East Asian Mythology: China and JapanChinese Heroes |
Who were Gun and Yu? |
Gun and Yu, father and son, were two of the most important culture heroes of ancient China. Their story is intricately associated with the flood myth. A descendant of the Yellow Emperor, Huang Di, Gun was determined to put an end to the great flood which had inundated the land. To accomplish his mission, he followed in the tradition of several cultural heroes in world mythology—Prometheus in Greece, for example—by stealing a valuable asset. Here, Gun steals from the Supreme Being Tian Di. In the case of Prometheus the asset was fire; here it was the mysterious self-growing soil, Xirang. Gun planned to use the soil to block the flow of the waters. Furious at the theft, the Supreme Being ordered the fire god Zhurong to dispose of Gun.
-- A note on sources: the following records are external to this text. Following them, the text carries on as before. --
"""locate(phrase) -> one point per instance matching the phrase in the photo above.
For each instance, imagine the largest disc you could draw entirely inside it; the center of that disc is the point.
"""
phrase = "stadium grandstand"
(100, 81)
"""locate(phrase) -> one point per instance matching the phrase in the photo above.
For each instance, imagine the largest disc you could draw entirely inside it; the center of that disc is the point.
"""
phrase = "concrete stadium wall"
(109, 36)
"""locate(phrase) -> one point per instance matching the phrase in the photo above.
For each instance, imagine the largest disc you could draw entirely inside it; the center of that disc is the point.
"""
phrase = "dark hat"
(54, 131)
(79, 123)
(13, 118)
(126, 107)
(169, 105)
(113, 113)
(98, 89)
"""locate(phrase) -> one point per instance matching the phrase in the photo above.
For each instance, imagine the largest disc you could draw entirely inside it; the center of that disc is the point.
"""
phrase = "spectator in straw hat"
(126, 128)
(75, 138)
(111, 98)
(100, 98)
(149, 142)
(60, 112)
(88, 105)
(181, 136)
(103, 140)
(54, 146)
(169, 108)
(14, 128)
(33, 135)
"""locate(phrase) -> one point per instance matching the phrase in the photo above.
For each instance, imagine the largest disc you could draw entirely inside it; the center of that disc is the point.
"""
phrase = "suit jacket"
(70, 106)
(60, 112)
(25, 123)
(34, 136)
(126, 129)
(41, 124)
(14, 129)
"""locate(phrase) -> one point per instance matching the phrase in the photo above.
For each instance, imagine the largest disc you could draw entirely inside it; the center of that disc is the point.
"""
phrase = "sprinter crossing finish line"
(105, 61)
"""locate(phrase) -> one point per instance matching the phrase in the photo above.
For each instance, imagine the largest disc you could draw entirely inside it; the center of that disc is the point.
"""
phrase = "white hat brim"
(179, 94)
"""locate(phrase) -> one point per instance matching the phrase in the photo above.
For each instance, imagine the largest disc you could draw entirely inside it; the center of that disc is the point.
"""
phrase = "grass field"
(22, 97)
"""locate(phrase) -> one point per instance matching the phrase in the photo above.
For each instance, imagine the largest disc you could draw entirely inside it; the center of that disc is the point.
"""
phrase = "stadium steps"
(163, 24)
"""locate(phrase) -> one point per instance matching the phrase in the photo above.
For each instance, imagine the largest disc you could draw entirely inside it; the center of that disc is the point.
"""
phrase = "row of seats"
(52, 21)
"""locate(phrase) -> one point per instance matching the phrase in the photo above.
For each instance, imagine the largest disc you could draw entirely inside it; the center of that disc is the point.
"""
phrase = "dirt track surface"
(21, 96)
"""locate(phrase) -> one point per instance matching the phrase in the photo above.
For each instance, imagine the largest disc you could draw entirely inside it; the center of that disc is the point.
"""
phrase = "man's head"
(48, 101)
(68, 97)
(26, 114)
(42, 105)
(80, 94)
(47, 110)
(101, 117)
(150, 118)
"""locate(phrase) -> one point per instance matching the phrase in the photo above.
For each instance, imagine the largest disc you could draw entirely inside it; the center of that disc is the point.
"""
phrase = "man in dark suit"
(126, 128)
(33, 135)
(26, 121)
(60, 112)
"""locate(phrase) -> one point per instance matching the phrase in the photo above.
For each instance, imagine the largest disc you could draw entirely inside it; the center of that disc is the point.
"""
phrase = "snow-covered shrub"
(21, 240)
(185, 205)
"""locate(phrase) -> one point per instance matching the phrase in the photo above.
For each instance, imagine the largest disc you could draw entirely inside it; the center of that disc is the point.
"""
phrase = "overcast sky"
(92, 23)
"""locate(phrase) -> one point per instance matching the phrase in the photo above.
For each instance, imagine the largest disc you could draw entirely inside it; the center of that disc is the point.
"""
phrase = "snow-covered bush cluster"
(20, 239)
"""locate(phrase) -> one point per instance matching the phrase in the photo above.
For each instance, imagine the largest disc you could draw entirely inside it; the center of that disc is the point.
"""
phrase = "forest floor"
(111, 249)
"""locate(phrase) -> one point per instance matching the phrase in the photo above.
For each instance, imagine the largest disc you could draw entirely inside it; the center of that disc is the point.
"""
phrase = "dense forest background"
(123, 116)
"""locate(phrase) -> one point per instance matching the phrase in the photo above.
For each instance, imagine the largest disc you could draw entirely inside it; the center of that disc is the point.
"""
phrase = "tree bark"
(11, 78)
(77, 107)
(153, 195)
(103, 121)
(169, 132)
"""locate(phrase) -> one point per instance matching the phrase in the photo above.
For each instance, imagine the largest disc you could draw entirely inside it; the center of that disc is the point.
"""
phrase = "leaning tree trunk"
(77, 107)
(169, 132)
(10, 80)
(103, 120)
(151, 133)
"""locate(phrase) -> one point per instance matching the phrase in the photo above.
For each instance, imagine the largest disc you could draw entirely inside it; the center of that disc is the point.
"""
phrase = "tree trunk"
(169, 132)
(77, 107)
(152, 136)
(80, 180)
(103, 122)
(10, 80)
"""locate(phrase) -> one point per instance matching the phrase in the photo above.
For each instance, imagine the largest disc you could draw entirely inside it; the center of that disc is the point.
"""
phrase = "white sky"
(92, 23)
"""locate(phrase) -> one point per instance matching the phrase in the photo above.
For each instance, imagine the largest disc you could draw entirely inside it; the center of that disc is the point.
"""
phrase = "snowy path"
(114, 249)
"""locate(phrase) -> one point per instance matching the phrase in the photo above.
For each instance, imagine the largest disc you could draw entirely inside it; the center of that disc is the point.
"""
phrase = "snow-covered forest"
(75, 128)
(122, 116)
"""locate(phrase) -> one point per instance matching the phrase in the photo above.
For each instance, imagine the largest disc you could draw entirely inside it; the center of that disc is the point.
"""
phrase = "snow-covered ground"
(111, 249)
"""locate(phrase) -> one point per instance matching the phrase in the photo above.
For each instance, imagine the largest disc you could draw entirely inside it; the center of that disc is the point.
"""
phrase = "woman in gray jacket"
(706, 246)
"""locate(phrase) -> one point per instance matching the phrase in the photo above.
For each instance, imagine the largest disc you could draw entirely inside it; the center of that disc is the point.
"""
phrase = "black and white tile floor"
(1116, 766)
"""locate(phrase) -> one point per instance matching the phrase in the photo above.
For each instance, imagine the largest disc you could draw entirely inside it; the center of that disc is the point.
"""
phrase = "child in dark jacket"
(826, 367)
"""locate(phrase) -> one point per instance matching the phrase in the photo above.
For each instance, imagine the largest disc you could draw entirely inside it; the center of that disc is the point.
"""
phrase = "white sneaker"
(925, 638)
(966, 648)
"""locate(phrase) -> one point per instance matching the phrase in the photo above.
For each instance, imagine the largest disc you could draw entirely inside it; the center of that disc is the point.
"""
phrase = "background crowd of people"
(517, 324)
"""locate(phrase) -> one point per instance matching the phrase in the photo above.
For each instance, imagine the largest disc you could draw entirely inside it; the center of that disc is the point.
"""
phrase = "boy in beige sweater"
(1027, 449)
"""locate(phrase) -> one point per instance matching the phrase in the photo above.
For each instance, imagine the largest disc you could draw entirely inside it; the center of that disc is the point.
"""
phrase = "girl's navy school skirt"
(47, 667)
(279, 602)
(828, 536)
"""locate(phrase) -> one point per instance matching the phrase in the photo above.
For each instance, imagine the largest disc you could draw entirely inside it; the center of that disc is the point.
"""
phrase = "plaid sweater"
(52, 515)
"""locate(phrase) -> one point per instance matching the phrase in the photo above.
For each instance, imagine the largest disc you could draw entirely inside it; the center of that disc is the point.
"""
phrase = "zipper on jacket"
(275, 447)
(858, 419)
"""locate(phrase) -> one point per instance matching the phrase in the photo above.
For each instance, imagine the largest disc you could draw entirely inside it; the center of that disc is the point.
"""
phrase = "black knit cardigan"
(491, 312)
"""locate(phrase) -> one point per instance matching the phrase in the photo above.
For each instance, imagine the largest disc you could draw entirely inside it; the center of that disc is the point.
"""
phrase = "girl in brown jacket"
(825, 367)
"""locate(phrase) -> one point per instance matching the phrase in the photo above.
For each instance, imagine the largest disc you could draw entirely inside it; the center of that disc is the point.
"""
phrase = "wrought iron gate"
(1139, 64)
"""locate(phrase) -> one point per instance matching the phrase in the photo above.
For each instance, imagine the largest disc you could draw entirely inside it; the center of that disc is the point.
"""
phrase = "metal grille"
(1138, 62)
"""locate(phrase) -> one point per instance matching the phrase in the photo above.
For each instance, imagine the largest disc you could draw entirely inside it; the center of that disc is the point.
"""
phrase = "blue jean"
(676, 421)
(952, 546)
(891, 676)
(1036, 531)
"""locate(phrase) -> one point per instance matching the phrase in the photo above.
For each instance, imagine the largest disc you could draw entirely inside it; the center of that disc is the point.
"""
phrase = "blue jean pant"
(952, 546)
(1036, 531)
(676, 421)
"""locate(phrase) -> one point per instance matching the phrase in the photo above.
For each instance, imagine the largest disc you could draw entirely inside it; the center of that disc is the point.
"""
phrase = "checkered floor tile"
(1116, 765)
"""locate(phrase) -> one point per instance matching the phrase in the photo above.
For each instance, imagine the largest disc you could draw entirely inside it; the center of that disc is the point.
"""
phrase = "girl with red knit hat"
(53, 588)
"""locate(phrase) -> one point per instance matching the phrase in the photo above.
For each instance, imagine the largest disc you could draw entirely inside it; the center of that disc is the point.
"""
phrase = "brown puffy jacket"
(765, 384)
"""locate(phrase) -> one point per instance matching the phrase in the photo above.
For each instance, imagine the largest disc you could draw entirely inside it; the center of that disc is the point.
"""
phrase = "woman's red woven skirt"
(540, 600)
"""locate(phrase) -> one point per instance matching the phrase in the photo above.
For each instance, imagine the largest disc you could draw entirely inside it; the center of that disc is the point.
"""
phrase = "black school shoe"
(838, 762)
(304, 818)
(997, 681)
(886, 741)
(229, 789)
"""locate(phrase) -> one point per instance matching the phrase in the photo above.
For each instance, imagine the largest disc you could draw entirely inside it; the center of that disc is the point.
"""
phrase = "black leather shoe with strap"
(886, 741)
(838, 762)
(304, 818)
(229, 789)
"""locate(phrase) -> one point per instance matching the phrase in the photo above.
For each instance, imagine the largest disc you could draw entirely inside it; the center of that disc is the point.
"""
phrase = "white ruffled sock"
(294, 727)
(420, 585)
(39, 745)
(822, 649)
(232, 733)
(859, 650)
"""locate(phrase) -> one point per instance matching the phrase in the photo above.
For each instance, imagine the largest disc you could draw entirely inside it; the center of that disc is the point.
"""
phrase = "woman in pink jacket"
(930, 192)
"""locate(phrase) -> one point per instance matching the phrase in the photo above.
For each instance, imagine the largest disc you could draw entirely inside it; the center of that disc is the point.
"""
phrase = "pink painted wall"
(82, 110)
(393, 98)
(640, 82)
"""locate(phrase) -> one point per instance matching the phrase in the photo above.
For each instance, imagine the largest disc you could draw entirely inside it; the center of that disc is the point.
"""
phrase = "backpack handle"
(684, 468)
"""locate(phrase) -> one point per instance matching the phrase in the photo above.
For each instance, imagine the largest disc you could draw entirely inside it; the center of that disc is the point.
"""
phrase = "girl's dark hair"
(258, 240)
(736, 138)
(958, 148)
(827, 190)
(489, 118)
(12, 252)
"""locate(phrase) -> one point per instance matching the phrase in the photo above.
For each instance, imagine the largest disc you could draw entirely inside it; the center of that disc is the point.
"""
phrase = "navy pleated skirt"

It was out of the dead Gun’s belly that the flood hero Yu sprang, riding on a dragon, the miraculous birth already marking him as a hero. His sacred quest was to fulfill his father’s dream of stopping the flood. This time the Supreme Being, or some say the August Emperor, Yao, ordered Yu to continue with Gun’s use of Xirang. He also devised a plan by which the waters were diverted into the sea in channels dug by the dragging tail of the dragon Yinglong. It took Yu thirteen years to accomplish his great task. Along the way he followed another typically heroic pattern, the slaying of monsters, including Wuzhiqi, the evil spirit of the raging Huai River. When he was thirty, Yu married Tushanshi (The Tuschan Woman), who helped him with his work. Once, when he was about to dig through a mountain to form a channel to the sea, he instructed his wife to send him food when he beat on a drum. To work faster, Yu changed himself into a bear, and when he accidentally stepped on the drum, the sound attracted his wife, who arrived with food. Horrified by her husband’s having become a bear, she fled from the tunnel and changed herself into a rock. When Yu came out of the tunnel he begged the rock to give him the baby with which his wife had been pregnant. In this version of the myth, it was the rock that gave birth miraculously to the hero Qi. Later Yu became emperor, as did his son Qi.